Recently, the U.S. Department of Justice, along with attorneys general from 15 states and the District of Columbia, filed an antitrust lawsuit against Apple, accusing it of violating Section 2 of the Sherman Antitrust Act. This law primarily aims to limit the power of monopolistic companies, outlining that "Every person who monopolizes or attempts to monopolize, or combines or conspires with any other person to monopolize interstate or foreign commerce and trade, is committing a serious crime."
Monopolization is the most profitable strategy for any industry, making most companies strive for it through acquisitions and developments. However, monopolies are generally more detrimental than beneficial to the market and the nation, leading most countries and regions to enact antitrust laws.
Still, many companies choose to lean towards monopolization for profit, although not achieving an absolute monopoly in a certain industry or food market, but in essence, forming a de facto monopoly through speech dominance, technological barriers, and artificially erected obstacles.

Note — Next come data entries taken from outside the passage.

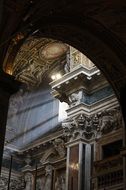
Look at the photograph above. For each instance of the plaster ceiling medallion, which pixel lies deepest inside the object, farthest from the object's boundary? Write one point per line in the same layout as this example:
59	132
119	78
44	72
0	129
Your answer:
53	50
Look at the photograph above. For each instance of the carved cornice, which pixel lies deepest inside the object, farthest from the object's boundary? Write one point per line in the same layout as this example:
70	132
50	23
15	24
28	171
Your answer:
92	127
16	184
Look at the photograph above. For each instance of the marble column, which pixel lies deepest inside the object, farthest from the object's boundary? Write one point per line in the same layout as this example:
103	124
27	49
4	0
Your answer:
8	86
78	165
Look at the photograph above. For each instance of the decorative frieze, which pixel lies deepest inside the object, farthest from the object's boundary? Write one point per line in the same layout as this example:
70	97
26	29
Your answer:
94	126
15	183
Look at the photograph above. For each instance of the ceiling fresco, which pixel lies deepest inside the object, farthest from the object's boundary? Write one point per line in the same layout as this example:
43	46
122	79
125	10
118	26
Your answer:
35	57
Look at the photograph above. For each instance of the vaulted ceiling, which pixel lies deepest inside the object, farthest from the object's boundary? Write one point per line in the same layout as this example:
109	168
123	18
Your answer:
97	28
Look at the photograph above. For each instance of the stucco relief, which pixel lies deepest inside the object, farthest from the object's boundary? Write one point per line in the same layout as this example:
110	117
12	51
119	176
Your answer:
94	126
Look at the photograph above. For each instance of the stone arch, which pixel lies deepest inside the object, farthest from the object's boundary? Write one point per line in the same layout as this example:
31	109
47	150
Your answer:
91	38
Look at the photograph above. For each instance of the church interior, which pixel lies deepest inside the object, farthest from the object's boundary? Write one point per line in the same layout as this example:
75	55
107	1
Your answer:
62	95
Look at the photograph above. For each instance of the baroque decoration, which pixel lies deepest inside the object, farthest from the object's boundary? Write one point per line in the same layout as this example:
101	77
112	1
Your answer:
92	127
15	184
35	57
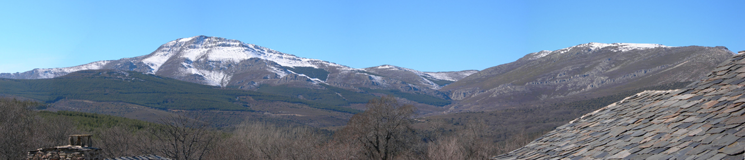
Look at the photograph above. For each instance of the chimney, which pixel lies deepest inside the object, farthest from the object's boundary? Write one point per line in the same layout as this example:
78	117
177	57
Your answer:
82	140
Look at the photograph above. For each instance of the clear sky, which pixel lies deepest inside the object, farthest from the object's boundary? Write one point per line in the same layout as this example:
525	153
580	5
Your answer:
429	35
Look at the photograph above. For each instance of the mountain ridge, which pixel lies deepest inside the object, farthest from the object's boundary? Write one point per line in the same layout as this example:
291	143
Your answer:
225	62
586	70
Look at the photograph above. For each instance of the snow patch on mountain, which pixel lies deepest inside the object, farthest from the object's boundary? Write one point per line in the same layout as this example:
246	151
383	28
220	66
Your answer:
450	76
55	72
619	47
539	54
164	53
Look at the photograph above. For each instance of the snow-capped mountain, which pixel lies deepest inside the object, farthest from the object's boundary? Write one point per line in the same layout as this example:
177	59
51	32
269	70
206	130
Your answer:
224	62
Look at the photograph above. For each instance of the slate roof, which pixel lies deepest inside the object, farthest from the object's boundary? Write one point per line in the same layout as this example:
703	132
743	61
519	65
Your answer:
703	121
145	157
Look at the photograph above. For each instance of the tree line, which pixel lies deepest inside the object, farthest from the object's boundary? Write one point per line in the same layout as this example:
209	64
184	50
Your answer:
384	131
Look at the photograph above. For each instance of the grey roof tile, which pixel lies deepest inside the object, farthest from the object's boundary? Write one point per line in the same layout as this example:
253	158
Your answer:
701	122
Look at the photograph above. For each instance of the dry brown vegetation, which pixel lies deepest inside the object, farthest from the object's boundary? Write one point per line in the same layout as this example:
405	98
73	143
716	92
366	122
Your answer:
384	131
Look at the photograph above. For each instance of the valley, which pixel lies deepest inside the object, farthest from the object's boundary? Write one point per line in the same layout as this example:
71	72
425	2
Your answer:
232	84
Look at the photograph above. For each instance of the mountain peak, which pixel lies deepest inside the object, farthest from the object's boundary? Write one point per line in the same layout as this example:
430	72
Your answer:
615	47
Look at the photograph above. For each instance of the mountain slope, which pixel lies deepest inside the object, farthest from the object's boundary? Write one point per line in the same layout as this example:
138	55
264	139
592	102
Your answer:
146	90
230	63
703	121
581	72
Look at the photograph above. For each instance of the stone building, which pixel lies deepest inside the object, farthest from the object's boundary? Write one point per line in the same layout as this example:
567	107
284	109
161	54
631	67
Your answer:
80	148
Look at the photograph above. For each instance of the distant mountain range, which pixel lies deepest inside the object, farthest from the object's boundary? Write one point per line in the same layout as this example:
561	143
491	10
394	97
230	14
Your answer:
580	72
231	63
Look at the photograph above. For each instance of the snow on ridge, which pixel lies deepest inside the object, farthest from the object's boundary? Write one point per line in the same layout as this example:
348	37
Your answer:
45	73
221	49
450	76
539	54
165	52
619	47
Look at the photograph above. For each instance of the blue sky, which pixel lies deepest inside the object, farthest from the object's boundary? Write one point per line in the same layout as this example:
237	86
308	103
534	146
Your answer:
423	35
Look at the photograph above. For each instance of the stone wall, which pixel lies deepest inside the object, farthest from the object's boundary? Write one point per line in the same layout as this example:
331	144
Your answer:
68	152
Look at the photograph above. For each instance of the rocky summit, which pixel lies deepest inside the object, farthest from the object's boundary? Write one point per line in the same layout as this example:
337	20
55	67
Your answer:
703	121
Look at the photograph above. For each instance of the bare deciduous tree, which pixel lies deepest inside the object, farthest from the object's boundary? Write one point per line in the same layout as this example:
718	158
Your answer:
183	138
383	130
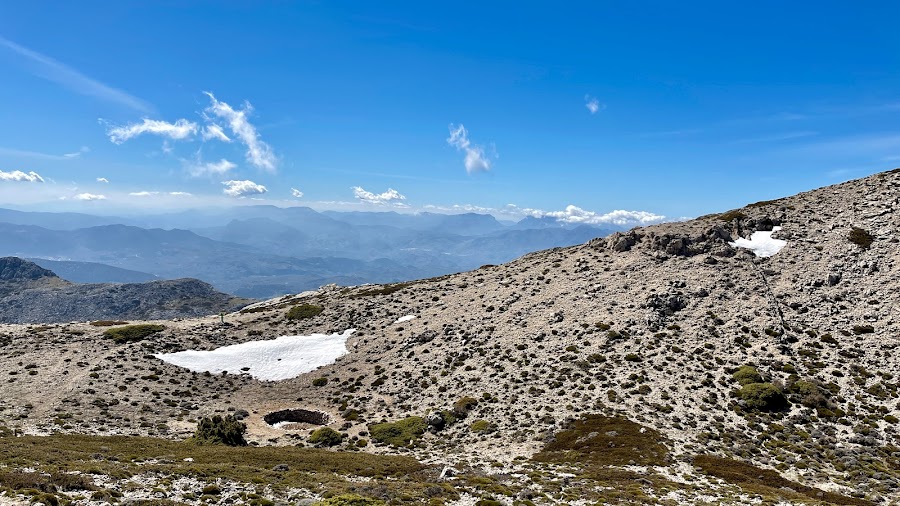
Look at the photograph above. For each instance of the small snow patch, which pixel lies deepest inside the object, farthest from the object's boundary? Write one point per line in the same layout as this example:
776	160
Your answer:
273	360
761	243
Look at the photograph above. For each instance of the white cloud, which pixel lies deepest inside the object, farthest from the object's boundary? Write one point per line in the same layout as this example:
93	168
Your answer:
89	197
180	130
242	188
76	154
391	196
214	132
593	105
18	175
475	160
575	214
259	154
211	168
52	70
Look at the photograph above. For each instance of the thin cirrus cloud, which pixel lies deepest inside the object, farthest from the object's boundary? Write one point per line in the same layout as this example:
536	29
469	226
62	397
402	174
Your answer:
89	197
198	168
180	130
593	105
475	160
22	177
47	68
391	197
259	154
243	188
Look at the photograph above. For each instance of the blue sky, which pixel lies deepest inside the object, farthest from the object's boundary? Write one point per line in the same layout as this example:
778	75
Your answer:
658	108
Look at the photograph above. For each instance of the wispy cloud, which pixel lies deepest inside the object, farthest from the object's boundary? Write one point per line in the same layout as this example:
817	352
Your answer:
180	130
19	176
88	197
259	154
242	188
785	136
593	105
214	132
475	160
198	168
36	155
391	196
47	68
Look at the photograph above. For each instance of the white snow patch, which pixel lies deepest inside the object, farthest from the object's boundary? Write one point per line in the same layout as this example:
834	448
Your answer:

Among these companies, Apple is undoubtedly a classic example. As a world-leading tech company, they use a closed IOS system for their phones, requiring users to download new applications through their App Store, and any developer wishing to enter the App Store must pass Apple's review and inspection, with all revenues generated in the App Store having to be shared with Apple.
Although Apple has not mandated that all users can only use Apple electronic products, nor that application developers can only launch on the IOS platform, in reality, they have used the IOS platform's thresholds to prevent the entry of external applications, creating a unique small circle, which is what is often referred to in the internet industry as a "Walled Garden," a closed ecosystem within a small circle.
The "Walled Garden" is not unique to Apple; other internet giants like Google are also trying to build their own internet gardens, a practice essentially equivalent to monopolization. This has undoubtedly attracted the attention of relevant departments, with Apple having been warned and penalized by several countries and regions for monopolistic practices multiple times.
In March this year, a new EU law came into effect, requiring Apple to allow users to download applications from third-party app stores to meet the requirements of the EU Digital Markets Act (DMA). Earlier, Apple had been penalized several times for forcing users to use proprietary charging ports and for selling products without including chargers, requiring customers to make additional purchases.
On March 21, U.S. Attorney General Merrick Garland revealed that Apple's domestic market share in the United States had reached 65%, which essentially constitutes a monopoly. Although Apple countered by saying their market is global, and their worldwide market share of only 20% does not constitute a monopoly, this rebuttal was not widely accepted. Amid the antitrust controversy, Apple's stock price fell sharply, dropping over 4% on March 21 alone, evaporating more than $110 billion in market value.